Loin de faire amende honorable dans ce dossier, la ministre Joly estime qu'il est de son devoir, en tant ministre responsable des langues officielles, d'exercer de telles pressions pour protéger les droits linguistiques des Franco-Ontariens.

« C'est un argument très faible de dire que c'est de la partisanerie. Parce que la décision, elle, a été prise dans l'arène politique. C'est une décision politique. Donc, il y a deux façons de régler cette situation pour faire en sorte que Doug Ford fasse marche arrière : c'est la pression politique et les recours devant les tribunaux. Je suis dans l'arène politique et je vais continuer de faire des pressions », a dit la ministre.

« C'est une question de principe. Et en coulisses, il y a plusieurs conservateurs qui m'ont dit : ‟Continue." Toute cette affaire les a rendus mal à l'aise », a-t-elle ajouté.

Invoquant la précarité des finances publiques, le gouvernement Ford a provoqué une crise linguistique le mois dernier en mettant la hache dans le projet de création de l'Université de l'Ontario français, alors qu'il était sur le point d'aboutir, et en abolissant le Commissariat aux services en français, créé il y a huit ans.

Un « enjeu national » 

Après avoir encaissé une avalanche de critiques, le gouvernement Ford a en partie fait marche arrière une semaine plus tard. Il a annoncé le maintien du poste de commissaire aux services en français, mais sous la houlette de l'ombudsman de la province, et il a ouvert la porte au financement de l'Université de l'Ontario français, mais seulement quand les finances de la province le permettront. Les militants franco-ontariens ont jugé ces concessions insuffisantes.
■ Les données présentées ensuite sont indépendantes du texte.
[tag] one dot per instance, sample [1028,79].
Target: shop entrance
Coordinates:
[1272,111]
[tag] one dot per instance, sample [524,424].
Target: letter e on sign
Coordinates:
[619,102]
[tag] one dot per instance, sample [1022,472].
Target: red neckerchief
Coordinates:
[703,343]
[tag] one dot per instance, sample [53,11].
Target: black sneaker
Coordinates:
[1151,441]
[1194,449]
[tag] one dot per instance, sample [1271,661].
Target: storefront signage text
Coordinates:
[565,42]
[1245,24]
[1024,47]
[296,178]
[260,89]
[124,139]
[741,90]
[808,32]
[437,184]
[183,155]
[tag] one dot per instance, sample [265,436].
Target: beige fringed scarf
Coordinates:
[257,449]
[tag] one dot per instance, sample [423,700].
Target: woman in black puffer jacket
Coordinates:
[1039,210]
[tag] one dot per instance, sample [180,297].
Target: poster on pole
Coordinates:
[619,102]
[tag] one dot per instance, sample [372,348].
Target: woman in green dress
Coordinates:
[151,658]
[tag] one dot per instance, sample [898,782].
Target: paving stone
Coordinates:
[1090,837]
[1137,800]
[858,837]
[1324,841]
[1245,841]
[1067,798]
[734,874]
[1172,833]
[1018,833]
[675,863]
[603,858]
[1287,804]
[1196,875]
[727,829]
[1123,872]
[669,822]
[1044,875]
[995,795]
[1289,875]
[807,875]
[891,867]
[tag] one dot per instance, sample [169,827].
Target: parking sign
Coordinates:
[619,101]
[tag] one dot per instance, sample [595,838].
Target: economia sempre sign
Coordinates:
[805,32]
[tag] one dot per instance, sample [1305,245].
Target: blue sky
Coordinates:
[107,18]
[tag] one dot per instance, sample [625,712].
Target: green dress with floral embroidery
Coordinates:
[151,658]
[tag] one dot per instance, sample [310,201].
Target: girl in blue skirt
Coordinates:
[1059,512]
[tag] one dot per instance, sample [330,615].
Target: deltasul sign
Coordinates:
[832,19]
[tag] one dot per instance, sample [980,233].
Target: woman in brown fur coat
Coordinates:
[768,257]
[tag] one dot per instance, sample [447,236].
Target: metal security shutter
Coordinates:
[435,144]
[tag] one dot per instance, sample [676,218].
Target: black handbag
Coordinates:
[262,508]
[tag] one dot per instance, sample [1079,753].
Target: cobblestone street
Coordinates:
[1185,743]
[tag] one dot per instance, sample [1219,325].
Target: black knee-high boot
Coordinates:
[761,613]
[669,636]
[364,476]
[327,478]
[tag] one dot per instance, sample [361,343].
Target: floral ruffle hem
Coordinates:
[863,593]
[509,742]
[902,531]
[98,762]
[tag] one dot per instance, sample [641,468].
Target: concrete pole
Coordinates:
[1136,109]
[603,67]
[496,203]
« Le fait de dire que c'est de compétence provinciale et qu'on ne peut pas se mêler de ce dossier, cela démontre à quel point les conservateurs ne reconnaissent pas que le gouvernement fédéral a un rôle à jouer pour préserver les communautés. Il y a eu des politiques au cours des 100 dernières années dans plusieurs provinces pour assimiler les francophones. Donc, quand on dit que c'est de compétence provinciale, c'est le meilleur argument pour baisser les bras. C'est pour cela que c'est inacceptable. Ce n'est pas de compétence provinciale. C'est un enjeu national », a affirmé Mme Joly.